The Kerinci Valley is home to more than 300,000 residents, most of whom are farmers, with 400 being smallholder coffee farmers, yet few people know about this place. Dubbed as the secret valley by the Dutch in the 1700’s, it was and is still considered a gem with rich volcanic soil and protective ecosystem. Located on the island of Sumatra, Indonesia, nestled in the middle of a lush rainforest and national park, it’s greatest asset also acts as it’s biggest challenge -it’s only accessible by three roads.
Without proper support and infrastructure, coffee farmers are faced with the nearly impossible task of introducing their specialty coffee to a global market, not to mention access to quality resources. Thanks to an incredible effort by the conservation foundation, local co-op leadership and the dedication of Craig and Susan Owen, from Santiang Exports, Kerinci farmers have a chance.
Working Towards Economic Sustainability
Craig and Susan Owen, came to Sumatra 15 years ago and fell in love with the people. They decided to stay and raise their two girls there. Their dream was to make a difference, to use their talents to contribute to their community and give this farming community access to better wages. Sounds like a tall order, but putting their Agricultural Economics and Chemical Engineering degrees to good use, they began to work with the local community on creating sustainable economic development and environmental conservation initiatives.
In 2005, they started their company, Santiang Exports, because they saw a need to help coffee farmers, collectors, and processors gain access to a market that was difficult to access. Not just desiring to be another rung on the chain but committed to solving a problem that needed solving. To this day, their commitment to their partners has been unwavering. On one end, they strive to create traceability, quality, and consistency for their buyers. On the other end they are building an infrastructure for better wages by bringing a fair market value and creating access to better resources -they have built drying beds for farmers in one village and in another village, motivated the government to build processing facilities.

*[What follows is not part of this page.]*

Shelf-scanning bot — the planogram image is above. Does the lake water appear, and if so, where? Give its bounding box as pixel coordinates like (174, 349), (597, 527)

Working towards Environmental Sustainability
For Kerinci locals, being right in the middle of a National Park has had it's challenges. The Kerinci Seblat National Park is one of the largest protected areas in all of Southeast Asia. "It includes 5325 square miles of rainforest, volcanoes, mountains, wetlands, and rivers – that’s more protected forest than in all of Costa Rica and more than 1.5 times the size of Yellowstone. About 7 million people in Sumatra rely on the water sourced from these forests.” The city of Kerinci sits right in the middle of it, like a donut hole, and as the city grows, so have the tensions to encroach on those park boundaries. With only 3 roads in and out of the valley, many locals see this is as a detriment to their growth and survival.
Yet thanks to the work of the local conservation foundation called Lembaga Tumbuh Alami (LTA) run by husband and wife team, Pak Mulyadi and Ibu Emma, they have been working diligently to educate and shift thinking to help farmers understand that this protected land is actually helping the quality of their crops. Through years of relationship building the LTA has gained a level of trust and respect in that community. For coffee farmers, they act as a co-op, selling them seedlings at a reduced price and then, when the tree produces coffee, they give them back a fair market price. In turn, farmers promise not to encroach on national park land. This program has become incredibly successful with 400 smallholder farmers participating, which then enables them to actively participate in the specialty coffee market.
The Trouble Surrounding Wet-Hulled Coffee
So what about the coffee? Can this coffee be what breaks through the stigma surrounding traditional Indonesian coffee?
As Q Graders with years of experience, Craig and Susan know the challenges very well. Traditionally, wet-hulled coffees have been known to have a woody and even musty cup profile. However, the environmental conditions of Kerinci as well as the variation in processing quality can greatly affect the flavor.
As far as environment, this is best scenario for Sumatra. "The climate and elevation of the Kerinci Highlands is ideal for Arabica production. With the surrounding rainforests (something that other parts of Sumatra don’t benefit from) and the stabilizing effects on the weather and rain that rainforests bring, coffee ripens on the branch almost year round with two full harvests each year.”
And regarding quality, Craig and Susan work hard to improve quality controls and refine production processes. They work towards 100% hand-picked red cherries, precise drying, meticulous sorting and careful storing and shipping. The result- you won’t be disappointed! This coffee has sweet caramel and spicy cinnamon flavor notes as well as bright acidity not often found in Sumatran coffees, while still maintaining a rich full body.
This team is breaking new ground in the Indonesian specialty market. They are dedicated to raising the standard of Sumatran coffee and changing the stigma from musty to the cleanest Sumatran coffee you’ll ever have!
We are so honored to work with them! Join us as we support this amazing community and strive to create better wages for these hard working farming and processing families.
They may only have three roads but are open to a world of possibility.